Ia menekankan pentingnya komunikasi yang baik dan kehati-hatian dalam setiap tahap pelaksanaan proyek energi bersih seperti PLTP.
Proyek Diprioritaskan di Wilayah yang Siap
Menurut Bahlil, prioritas proyek akan diberikan kepada daerah-daerah yang masyarakat dan pemerintahnya sudah siap menerima kehadiran PLTP.
"Tetapi bagi daerah-daerah yang memang saudara-saudara kita sudah ingin, pemerintahnya ingin, ya, itu dulu yang kita prioritaskan," ia mengungkapkan.
Ia juga menambahkan bahwa pendekatan psikologis menjadi faktor penting agar suasana batin masyarakat tetap kondusif selama proses pembangunan berlangsung.

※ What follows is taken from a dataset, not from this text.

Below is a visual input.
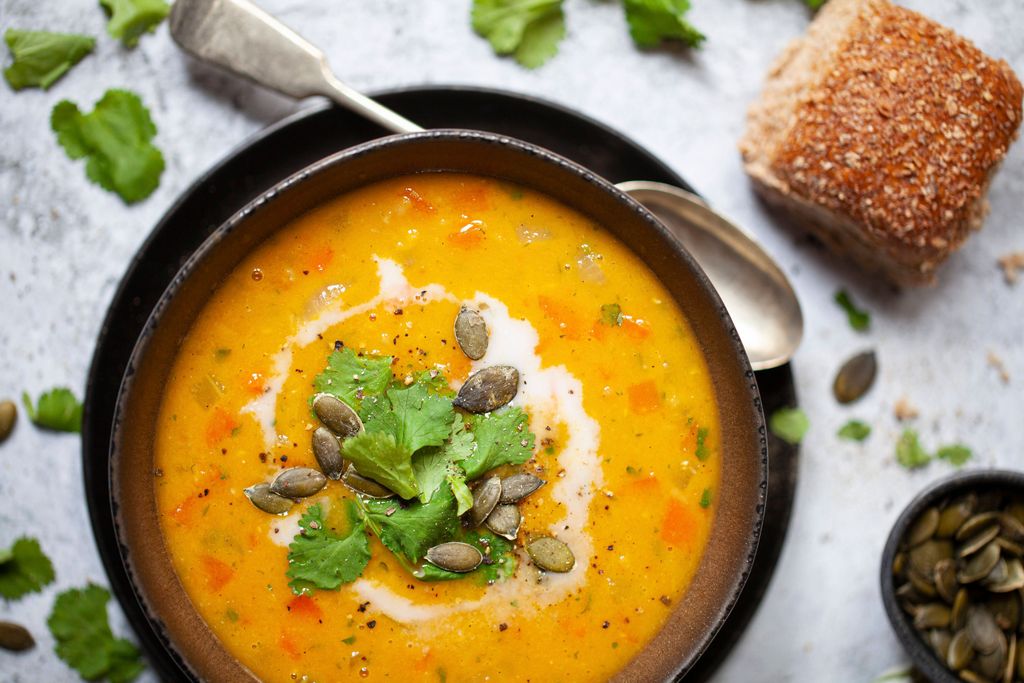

"Jadi ini kan harus (dilakukan pendekatan) psikologis. Suasana kebatinan harus semuanya baik, ya. Kita akan upayakan dengan baik," jelasnya.
Bahlil menegaskan bahwa rencana pembangunan hanya akan dijalankan jika mendapat penerimaan luas dari masyarakat.
"Rencana itu akan baik kalau semuanya bisa menerima. Kalau belum bisa menerima, jangan dulu kita melakukan secara tergesa-gesa," tegasnya.
Penolakan Meluas dan Desakan Partisipasi Masyarakat
Penolakan terhadap proyek PLTP di NTT, khususnya di Flores dan Lembata, diketahui semakin meluas dalam beberapa waktu terakhir.
Penolakan datang dari berbagai elemen masyarakat, termasuk tokoh agama, masyarakat adat, dan organisasi lingkungan hidup.
Isu utama yang diangkat adalah potensi kerusakan lingkungan, seperti ancaman terhadap sumber air, pelepasan gas berbahaya, dan hilangnya lahan serta ruang hidup masyarakat.
Selain itu, masyarakat juga menyoroti potensi konflik sosial akibat kurangnya pelibatan publik dalam proses perencanaan proyek.
Warga terdampak mendesak solusi energi terbarukan yang lebih partisipatif, berkelanjutan, serta transparan dalam pelaksanaannya.
Mereka juga menuntut perlindungan terhadap hak-hak masyarakat adat dan kelompok rentan yang terdampak proyek.